El viernes de madrugada mi ebrio pasado tiraba
piedrecitas literalmente hacia mi ventana. No era mi Romeo, ni yo ya su
Julieta. Una voz de ultratumba perturbaba mi paz pronunciando una y otra vez mi
nombre entre susurros gritones que no me apetecía escuchar. Otra vez él.
Los gatos aún andaban por los tejados pero el mío se dejó
coger una vez más por ti. La última. Te reconoce todavía, pero yo no. ¿Quién
eres, qué quieres, por qué vienes? Ya no eres tú, SOY YO.

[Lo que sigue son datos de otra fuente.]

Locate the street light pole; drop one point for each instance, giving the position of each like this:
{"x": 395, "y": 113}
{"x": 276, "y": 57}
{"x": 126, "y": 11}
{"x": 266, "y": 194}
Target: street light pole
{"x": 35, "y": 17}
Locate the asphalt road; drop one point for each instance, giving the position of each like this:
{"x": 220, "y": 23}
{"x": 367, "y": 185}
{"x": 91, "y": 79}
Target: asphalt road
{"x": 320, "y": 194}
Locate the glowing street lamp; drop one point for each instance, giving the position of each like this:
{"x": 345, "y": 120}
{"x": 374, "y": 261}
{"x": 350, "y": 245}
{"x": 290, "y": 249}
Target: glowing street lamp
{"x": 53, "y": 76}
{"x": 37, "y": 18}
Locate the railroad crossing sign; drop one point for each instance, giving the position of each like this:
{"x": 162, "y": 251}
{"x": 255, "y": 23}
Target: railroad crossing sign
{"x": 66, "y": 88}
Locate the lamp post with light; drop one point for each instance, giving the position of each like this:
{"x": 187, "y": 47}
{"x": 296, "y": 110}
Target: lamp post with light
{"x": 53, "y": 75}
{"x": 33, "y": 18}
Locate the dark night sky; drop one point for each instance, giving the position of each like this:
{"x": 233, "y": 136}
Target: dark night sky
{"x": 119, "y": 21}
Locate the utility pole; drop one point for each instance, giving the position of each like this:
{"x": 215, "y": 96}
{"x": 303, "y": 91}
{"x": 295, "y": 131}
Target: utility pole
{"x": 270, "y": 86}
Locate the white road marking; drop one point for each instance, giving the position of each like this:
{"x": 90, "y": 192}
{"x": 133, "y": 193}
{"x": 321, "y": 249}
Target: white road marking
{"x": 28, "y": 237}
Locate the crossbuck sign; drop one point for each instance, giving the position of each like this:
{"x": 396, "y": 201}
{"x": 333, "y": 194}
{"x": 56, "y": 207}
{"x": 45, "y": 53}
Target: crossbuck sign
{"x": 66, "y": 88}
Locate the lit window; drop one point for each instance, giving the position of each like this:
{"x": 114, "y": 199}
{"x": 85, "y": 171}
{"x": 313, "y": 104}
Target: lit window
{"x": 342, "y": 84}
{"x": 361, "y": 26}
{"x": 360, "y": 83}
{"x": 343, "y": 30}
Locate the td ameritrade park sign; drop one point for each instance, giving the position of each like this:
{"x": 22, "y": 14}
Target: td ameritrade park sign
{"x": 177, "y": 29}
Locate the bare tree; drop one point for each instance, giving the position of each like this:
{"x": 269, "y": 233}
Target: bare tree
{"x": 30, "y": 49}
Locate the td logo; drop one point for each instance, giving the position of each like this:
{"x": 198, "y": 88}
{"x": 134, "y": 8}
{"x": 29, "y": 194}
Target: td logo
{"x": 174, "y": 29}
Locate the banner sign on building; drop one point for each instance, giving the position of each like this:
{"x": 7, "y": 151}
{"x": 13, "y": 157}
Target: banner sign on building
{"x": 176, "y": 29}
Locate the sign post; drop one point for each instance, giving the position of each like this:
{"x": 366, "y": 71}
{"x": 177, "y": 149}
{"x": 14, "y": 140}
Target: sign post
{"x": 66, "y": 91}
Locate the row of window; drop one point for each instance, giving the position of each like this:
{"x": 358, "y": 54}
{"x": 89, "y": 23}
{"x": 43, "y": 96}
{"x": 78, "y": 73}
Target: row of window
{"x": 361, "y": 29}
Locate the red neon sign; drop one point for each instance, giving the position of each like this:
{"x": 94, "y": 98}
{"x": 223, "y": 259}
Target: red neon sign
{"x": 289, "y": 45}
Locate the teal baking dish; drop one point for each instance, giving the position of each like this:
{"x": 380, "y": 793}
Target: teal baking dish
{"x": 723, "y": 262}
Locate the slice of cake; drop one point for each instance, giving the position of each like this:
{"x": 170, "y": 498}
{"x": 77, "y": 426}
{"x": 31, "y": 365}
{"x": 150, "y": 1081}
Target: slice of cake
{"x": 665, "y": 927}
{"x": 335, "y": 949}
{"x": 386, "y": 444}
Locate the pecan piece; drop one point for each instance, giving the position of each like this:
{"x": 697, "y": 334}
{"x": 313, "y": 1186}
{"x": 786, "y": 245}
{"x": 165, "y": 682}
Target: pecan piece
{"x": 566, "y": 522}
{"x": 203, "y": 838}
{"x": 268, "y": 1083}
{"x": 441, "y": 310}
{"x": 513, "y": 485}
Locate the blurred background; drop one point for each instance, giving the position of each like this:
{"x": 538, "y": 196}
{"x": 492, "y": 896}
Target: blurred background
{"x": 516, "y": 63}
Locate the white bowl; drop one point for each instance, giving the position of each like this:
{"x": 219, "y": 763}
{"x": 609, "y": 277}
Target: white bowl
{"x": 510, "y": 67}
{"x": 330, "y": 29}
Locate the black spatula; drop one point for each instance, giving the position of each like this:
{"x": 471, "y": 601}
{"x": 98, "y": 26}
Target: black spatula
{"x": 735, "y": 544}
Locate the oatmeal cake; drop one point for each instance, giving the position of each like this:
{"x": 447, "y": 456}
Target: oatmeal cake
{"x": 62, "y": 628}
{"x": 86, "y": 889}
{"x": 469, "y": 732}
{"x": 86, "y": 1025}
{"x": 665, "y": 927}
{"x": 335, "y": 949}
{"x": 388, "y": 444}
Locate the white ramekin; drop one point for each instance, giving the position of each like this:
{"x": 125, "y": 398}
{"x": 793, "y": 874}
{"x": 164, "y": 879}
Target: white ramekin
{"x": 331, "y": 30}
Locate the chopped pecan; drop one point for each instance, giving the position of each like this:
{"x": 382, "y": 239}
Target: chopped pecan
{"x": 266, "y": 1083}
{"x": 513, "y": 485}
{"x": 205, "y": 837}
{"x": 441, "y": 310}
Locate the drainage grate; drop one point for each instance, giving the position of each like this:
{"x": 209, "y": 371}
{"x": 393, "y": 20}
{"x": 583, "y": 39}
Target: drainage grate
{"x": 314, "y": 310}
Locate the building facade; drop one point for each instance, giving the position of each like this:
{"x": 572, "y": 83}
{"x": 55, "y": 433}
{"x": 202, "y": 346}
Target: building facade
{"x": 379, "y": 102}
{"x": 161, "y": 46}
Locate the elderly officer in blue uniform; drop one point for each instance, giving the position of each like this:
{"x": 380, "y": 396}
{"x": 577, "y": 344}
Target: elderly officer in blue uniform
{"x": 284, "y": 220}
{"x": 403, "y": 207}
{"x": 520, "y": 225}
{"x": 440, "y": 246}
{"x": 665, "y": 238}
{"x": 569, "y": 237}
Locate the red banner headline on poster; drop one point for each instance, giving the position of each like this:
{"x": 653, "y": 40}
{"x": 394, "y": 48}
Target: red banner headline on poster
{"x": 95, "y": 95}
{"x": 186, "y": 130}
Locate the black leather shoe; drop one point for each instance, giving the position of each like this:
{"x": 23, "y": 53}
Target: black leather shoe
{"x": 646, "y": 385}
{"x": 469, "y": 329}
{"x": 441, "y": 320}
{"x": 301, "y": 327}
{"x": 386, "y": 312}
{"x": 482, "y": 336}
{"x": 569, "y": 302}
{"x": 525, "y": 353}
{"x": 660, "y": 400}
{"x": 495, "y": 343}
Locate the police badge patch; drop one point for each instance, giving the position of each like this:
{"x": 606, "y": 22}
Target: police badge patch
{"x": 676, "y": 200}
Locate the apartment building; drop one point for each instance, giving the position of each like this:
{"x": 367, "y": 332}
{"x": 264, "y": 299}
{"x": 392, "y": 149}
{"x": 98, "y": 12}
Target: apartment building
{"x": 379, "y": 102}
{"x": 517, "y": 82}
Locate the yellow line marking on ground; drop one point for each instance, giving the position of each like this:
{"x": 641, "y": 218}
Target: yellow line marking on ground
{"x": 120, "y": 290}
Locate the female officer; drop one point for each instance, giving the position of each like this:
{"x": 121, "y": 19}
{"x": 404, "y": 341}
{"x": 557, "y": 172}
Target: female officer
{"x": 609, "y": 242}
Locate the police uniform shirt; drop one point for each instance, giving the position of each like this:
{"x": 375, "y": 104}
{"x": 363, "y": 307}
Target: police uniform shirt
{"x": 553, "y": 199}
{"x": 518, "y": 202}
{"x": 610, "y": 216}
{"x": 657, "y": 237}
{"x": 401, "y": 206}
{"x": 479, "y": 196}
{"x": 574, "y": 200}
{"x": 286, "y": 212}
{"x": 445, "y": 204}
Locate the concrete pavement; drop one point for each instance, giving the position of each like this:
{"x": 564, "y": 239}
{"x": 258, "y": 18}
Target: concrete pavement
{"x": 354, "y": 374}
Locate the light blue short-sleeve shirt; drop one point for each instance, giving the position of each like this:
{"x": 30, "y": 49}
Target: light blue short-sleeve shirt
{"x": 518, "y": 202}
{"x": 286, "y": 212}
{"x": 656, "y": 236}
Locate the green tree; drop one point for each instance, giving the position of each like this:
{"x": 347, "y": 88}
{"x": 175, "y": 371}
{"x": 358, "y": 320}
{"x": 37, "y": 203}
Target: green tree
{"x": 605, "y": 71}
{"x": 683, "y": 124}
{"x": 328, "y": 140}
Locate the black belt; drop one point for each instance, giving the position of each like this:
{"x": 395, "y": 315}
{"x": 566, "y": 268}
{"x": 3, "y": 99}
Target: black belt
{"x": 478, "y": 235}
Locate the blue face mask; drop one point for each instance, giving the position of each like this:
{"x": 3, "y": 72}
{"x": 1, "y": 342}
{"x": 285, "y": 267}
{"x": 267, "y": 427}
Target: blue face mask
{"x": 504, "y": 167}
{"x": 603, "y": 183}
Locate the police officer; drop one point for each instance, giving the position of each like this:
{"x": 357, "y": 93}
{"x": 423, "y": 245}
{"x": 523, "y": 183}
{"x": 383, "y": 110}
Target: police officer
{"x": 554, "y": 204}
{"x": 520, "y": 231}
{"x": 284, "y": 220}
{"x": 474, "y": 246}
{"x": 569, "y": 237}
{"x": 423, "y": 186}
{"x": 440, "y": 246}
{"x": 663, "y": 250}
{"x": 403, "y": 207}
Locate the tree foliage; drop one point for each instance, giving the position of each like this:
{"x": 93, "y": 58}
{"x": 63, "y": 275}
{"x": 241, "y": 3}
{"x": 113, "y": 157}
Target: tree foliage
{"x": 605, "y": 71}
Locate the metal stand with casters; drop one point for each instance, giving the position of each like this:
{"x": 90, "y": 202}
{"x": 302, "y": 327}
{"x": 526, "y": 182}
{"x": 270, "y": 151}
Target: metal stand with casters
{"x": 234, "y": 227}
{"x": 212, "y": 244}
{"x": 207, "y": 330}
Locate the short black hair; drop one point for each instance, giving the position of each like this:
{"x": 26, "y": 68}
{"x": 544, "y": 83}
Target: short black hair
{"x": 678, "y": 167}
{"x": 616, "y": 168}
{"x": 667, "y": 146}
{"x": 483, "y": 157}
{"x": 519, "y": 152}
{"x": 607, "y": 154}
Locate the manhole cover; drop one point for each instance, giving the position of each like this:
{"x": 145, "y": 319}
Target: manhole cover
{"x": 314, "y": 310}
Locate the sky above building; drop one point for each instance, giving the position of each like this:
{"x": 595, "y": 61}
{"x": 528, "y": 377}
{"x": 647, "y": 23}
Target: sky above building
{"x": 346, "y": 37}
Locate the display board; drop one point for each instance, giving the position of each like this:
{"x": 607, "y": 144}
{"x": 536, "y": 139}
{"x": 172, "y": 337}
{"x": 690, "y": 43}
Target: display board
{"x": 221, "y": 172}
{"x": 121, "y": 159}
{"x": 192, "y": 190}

Te dejé pasar hasta el recibidor de mi casa: la puta
calle. Un columpio para sentarme a escuchar “berdades” como puños no era el
mejor escenario. Hubiera preferido una silla eléctrica para achicharrar cada
una de tus palabras antes de que llegaran a quemar el poco corazón que aún te
guardaba. Humo. Ya no me fumo el humo de
tu boca.
Ni una, ni dos, ni tres, ni cuatro, ni cinco, sino SEIS
veces. Seis perdones que nunca mereciste. Sin ya ser nosotros, volví a confiar
en ti y en mí. Solo una condición, una. Por cursi que sea no me gustan los
polvos decorados con purpurina de colores. Me mentiste una vez más con un único
fin: “necesitabas mi cuerpo”. Imperfecto pero generoso con los muerto de hambre.
Asco.
Mientras me penetrabas el cerebro a gatillazos sonreía de
placer. Ya no eras tú, ERA ÉL. Miraba al cielo y aunque no veía sus estrellas
volví a ver nuestra Luna. Una estrella fugaz que inmortalicé para compartirla mientras
me mirabas. “Pide un deseo”, le dije. Era el cómplice de tu urgente asesinato.
Eras mi tierra,
ahora mi humo. De serlo todo,
yo fui tu polvo. Mi sombra. Por fin la nada.